(Adnkronos) – “Vi è un vulnus – ha aggiunto il consigliere Rauti – e l’aspetto legislativo va riconsiderato: il punto debole dei cinque giorni che hanno dopo essere usciti dal centro per cercare documenti e identità sono troppo pochi”. Ad Isabella Rauti ha fatto eco Chiara Colosimo sottolineando che “non dipende solo dalle leggi italiane ma anche dai consolati dei paesi di provenienza degli immigrati che spesso non rispondono alle richieste di identificazione e ancora gli immigrati spesso non danno la reale nazionalità di provenienza e quindi farli tornare a casa è un più un problema sovranazionale che nazionale”.
“Questa transitorietà, questa attesa per la cosidetta ricostruzione della propria identità è pesante e difficile – ha aggiunto ancora la Rauti – certo se il centro con gli strumenti giusti ed efficaci riesce a lavorare la persona esce presto ma se non ha la collaborazione necessaria dai consolati e uffici internazionali, il centro non riesce a volgere al meglio il suo lavoro. Serve collaborazione dai paesi di origine tanto che ad esempio un romeno, oggi, è riuscito ad uscire dopo 15 giorni per la repentina risposta da parte del consolato del suo paese. Ma se le persone sono per cosi dire invisibili, il problema si complica e non si riesce a risolverlo”.

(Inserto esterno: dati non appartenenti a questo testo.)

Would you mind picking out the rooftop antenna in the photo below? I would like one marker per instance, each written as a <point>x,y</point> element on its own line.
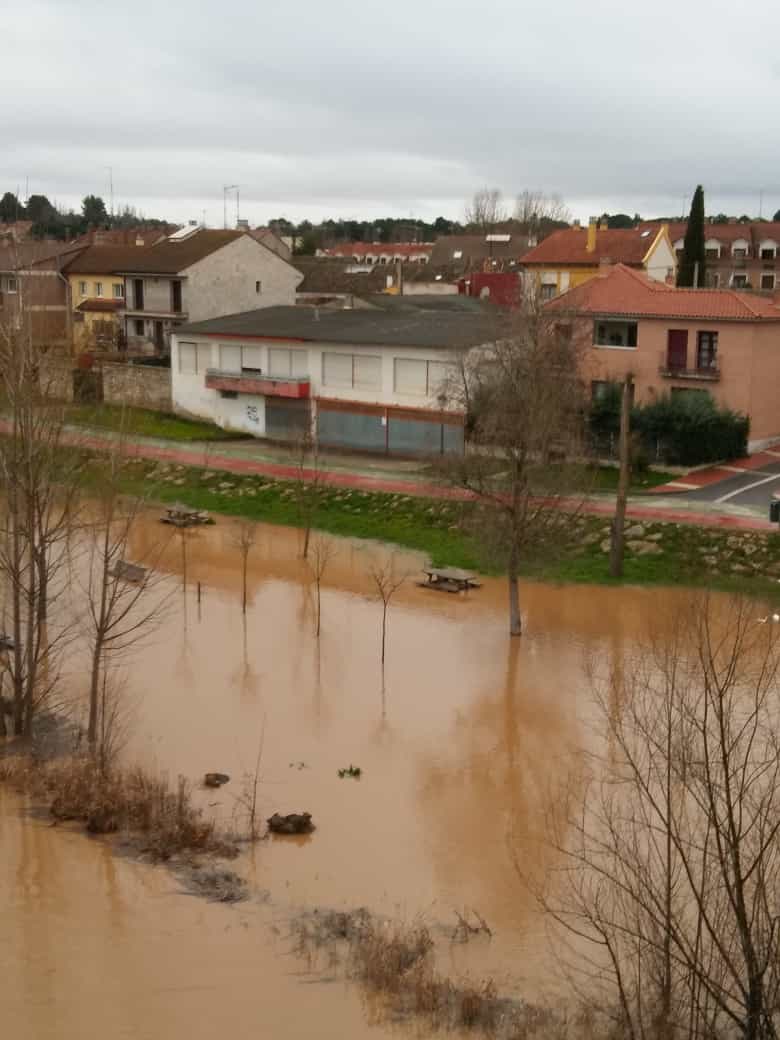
<point>226,190</point>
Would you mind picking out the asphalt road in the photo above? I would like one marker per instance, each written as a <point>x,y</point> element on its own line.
<point>751,490</point>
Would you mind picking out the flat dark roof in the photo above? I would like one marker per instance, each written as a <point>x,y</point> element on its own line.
<point>415,325</point>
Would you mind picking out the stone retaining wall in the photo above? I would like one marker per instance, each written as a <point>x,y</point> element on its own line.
<point>56,378</point>
<point>140,386</point>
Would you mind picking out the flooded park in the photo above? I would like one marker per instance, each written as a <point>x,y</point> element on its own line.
<point>461,739</point>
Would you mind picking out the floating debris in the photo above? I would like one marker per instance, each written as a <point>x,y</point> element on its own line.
<point>293,823</point>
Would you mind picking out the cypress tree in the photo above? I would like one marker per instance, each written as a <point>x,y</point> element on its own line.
<point>693,248</point>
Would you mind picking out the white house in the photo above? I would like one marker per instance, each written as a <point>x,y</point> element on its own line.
<point>193,275</point>
<point>373,380</point>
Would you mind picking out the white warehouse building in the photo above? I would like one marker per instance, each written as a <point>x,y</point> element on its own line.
<point>371,380</point>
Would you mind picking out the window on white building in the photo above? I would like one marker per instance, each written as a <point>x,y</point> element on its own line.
<point>410,377</point>
<point>337,369</point>
<point>204,357</point>
<point>360,371</point>
<point>426,379</point>
<point>187,359</point>
<point>366,372</point>
<point>285,363</point>
<point>230,358</point>
<point>252,358</point>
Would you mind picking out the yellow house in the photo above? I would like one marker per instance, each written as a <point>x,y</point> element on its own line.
<point>97,297</point>
<point>571,256</point>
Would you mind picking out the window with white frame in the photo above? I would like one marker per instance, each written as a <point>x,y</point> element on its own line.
<point>230,358</point>
<point>187,359</point>
<point>366,372</point>
<point>425,379</point>
<point>204,357</point>
<point>359,371</point>
<point>252,358</point>
<point>287,364</point>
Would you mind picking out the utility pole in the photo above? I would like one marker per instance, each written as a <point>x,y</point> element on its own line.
<point>617,546</point>
<point>226,189</point>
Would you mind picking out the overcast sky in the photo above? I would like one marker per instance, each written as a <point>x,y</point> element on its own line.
<point>401,107</point>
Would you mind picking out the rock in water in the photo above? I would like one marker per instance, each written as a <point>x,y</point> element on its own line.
<point>293,823</point>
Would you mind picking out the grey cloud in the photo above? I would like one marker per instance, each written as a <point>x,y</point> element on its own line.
<point>360,109</point>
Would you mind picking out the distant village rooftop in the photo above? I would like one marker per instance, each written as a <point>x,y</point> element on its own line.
<point>621,290</point>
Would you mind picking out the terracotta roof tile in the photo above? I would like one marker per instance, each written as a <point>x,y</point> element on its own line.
<point>631,293</point>
<point>165,257</point>
<point>570,247</point>
<point>346,250</point>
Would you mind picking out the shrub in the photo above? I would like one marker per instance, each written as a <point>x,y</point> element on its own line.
<point>689,429</point>
<point>682,429</point>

Il consigliere Rauti ha infine voluto sottolineare che “quando il prefetto ha affermato che il centro andrebbe chiuso, intendeva per i lavori di ristrutturazione che sono ora in corso. Ha parlato infatti di uno spostamento nell’area nord di Roma proprio per dare la possibilità di effettuare i lavori sulla struttura”. Isabella Rauti ha poi concluso affermando che “è necessario intervenire sulla macchina normativa come anche sui costi del centro cercando di razionalizzarli al massimo”.